In any event, both approaches are perhaps best regarded as proofs that non-Abelian anyon states – that is, the corresponding wavefunctions – exist. But Pachos warns that this is just a first step. “It is not clear yet how this can be moved to fault tolerance,” he says.
What is more, because these anyon states are made from conventional, error-prone qubits, no-one yet knows whether they can be made stable enough to truly act as topologically protected qubits. “To achieve fault tolerance, active error-correcting techniques will be required for our quantum simulation method,” acknowledges Song Chao, a physicist in the Zhejiang team. “A true breakthrough on the technology side will require showing that these protected qubits are more robust than the underlying qubits they are built from,” Vishwanath adds.
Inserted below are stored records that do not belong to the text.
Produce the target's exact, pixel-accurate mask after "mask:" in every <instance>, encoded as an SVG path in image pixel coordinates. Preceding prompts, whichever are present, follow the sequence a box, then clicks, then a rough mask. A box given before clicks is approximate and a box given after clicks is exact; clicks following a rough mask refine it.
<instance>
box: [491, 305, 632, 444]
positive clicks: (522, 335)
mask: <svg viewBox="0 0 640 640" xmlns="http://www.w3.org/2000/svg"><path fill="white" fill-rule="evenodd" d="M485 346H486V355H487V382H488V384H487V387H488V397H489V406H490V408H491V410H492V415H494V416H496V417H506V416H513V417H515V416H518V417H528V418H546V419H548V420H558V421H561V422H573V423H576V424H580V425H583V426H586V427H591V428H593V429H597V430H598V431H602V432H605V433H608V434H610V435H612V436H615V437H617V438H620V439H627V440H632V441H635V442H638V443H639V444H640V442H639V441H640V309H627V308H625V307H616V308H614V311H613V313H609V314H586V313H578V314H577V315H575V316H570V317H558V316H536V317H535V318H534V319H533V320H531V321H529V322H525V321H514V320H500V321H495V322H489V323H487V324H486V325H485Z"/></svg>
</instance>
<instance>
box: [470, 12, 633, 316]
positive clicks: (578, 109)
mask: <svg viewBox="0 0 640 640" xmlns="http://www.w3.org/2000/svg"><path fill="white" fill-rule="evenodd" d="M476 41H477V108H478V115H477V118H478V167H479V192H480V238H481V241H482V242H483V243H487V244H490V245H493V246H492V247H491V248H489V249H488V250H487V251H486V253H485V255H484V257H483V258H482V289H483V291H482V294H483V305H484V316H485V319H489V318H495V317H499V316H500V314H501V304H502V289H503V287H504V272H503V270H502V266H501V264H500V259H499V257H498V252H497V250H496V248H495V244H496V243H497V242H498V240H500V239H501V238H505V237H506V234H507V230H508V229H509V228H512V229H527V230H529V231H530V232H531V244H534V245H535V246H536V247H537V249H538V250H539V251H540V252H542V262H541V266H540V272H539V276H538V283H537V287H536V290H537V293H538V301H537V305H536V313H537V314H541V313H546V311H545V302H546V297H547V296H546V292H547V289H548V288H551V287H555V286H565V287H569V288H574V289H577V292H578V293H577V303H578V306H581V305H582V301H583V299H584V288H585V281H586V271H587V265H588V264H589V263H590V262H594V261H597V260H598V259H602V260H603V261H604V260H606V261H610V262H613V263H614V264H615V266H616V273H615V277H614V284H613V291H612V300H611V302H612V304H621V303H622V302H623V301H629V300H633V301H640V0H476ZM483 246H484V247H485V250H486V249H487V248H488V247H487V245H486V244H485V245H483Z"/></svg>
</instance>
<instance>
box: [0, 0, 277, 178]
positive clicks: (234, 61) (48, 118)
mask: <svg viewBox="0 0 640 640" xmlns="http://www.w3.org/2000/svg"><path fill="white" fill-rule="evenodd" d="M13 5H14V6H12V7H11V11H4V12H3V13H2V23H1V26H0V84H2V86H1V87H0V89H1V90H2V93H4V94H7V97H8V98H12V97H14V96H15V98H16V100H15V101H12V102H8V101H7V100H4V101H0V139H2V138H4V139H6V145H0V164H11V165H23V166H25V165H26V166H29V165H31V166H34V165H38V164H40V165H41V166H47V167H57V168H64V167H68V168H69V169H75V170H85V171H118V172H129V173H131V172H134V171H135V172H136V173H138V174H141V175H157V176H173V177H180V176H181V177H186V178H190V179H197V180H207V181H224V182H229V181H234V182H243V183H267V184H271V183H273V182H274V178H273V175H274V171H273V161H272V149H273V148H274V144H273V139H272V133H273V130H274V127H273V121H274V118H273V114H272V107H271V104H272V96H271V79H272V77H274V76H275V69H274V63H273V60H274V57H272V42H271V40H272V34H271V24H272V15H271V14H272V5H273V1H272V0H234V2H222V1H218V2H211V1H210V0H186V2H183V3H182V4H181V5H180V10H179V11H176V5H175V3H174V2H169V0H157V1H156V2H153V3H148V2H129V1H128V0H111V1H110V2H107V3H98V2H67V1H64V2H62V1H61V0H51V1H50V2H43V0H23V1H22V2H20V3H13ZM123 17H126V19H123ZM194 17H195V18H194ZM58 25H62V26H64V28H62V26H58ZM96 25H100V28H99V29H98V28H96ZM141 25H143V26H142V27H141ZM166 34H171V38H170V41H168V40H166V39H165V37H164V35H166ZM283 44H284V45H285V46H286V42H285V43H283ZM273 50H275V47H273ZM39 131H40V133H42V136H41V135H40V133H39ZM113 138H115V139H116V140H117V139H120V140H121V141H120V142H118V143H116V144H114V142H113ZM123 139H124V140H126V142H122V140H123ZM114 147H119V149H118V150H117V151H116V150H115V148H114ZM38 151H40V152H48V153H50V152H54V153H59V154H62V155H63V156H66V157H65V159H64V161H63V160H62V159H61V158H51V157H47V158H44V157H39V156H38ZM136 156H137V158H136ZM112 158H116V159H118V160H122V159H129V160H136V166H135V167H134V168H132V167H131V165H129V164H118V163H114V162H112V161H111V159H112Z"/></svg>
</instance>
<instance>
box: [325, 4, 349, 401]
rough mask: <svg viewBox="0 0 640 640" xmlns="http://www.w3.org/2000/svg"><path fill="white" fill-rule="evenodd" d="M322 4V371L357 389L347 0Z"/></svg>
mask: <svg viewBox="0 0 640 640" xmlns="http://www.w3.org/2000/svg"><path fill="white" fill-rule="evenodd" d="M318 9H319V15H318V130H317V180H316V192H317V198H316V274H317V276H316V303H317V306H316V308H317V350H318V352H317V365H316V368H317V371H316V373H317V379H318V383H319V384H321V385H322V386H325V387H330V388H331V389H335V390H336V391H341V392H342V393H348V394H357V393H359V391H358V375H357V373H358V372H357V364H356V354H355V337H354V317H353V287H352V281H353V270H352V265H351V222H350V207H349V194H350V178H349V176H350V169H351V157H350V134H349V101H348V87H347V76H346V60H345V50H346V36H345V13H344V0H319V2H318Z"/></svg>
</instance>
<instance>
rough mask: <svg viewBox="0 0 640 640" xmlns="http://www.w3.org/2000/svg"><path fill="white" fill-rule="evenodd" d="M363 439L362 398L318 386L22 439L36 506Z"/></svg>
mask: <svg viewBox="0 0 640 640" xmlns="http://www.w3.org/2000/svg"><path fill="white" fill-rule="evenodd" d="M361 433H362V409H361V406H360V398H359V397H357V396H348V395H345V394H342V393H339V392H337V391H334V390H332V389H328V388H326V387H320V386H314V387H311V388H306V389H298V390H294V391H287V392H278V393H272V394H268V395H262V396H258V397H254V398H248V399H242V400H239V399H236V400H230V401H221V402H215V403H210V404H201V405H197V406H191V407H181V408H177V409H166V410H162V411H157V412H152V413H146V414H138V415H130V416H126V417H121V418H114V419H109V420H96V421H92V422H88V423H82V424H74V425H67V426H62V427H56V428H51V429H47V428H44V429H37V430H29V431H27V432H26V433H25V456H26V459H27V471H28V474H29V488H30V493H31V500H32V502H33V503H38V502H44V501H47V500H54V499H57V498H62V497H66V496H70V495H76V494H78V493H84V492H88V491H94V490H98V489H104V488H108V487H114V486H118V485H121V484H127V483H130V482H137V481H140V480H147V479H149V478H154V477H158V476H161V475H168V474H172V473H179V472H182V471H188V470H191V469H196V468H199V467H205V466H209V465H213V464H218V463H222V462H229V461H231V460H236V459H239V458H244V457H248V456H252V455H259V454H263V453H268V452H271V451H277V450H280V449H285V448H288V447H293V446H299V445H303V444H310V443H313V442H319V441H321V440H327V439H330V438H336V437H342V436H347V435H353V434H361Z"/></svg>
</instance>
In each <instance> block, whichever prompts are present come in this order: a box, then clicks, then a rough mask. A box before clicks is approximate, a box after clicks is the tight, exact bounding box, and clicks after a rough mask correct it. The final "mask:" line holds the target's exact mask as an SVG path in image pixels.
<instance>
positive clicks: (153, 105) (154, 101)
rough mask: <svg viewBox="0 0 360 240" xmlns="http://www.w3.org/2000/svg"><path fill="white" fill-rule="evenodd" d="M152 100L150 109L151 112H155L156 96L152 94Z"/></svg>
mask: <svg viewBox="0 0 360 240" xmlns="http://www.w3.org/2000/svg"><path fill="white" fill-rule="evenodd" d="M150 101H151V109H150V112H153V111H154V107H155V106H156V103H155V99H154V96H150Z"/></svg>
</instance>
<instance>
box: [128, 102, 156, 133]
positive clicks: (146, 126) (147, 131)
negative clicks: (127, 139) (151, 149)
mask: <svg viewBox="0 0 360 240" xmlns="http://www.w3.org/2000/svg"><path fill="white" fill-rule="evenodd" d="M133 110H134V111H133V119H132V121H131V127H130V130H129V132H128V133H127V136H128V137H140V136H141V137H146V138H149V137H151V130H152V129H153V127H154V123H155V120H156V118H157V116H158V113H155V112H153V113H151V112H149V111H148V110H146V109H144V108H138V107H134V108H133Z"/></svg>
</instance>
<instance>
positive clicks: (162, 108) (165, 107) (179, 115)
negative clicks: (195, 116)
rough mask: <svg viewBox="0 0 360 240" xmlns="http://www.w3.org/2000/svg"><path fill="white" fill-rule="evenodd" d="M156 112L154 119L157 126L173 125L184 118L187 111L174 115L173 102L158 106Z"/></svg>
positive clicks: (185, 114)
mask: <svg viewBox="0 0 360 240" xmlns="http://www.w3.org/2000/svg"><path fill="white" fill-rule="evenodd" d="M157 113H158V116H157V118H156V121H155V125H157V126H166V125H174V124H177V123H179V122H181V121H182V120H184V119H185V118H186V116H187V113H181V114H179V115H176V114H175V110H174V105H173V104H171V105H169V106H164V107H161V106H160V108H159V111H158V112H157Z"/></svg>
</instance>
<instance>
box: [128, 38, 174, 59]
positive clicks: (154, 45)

Majorana modes continue to elude
A further caveat is that none of the current experiments makes anyons with the right properties to provide qubits for “universal” quantum computing, which can embody any quantum algorithm. “They do have computational abilities, but none are universal,” Simon explains.
Still, all of these approaches “give a clear way to move forward”, says Pachos. He adds that “the field is very tense, as the conclusive discovery of [physical] non-Abelian anyons will lead to a Nobel prize”. But we are not there yet.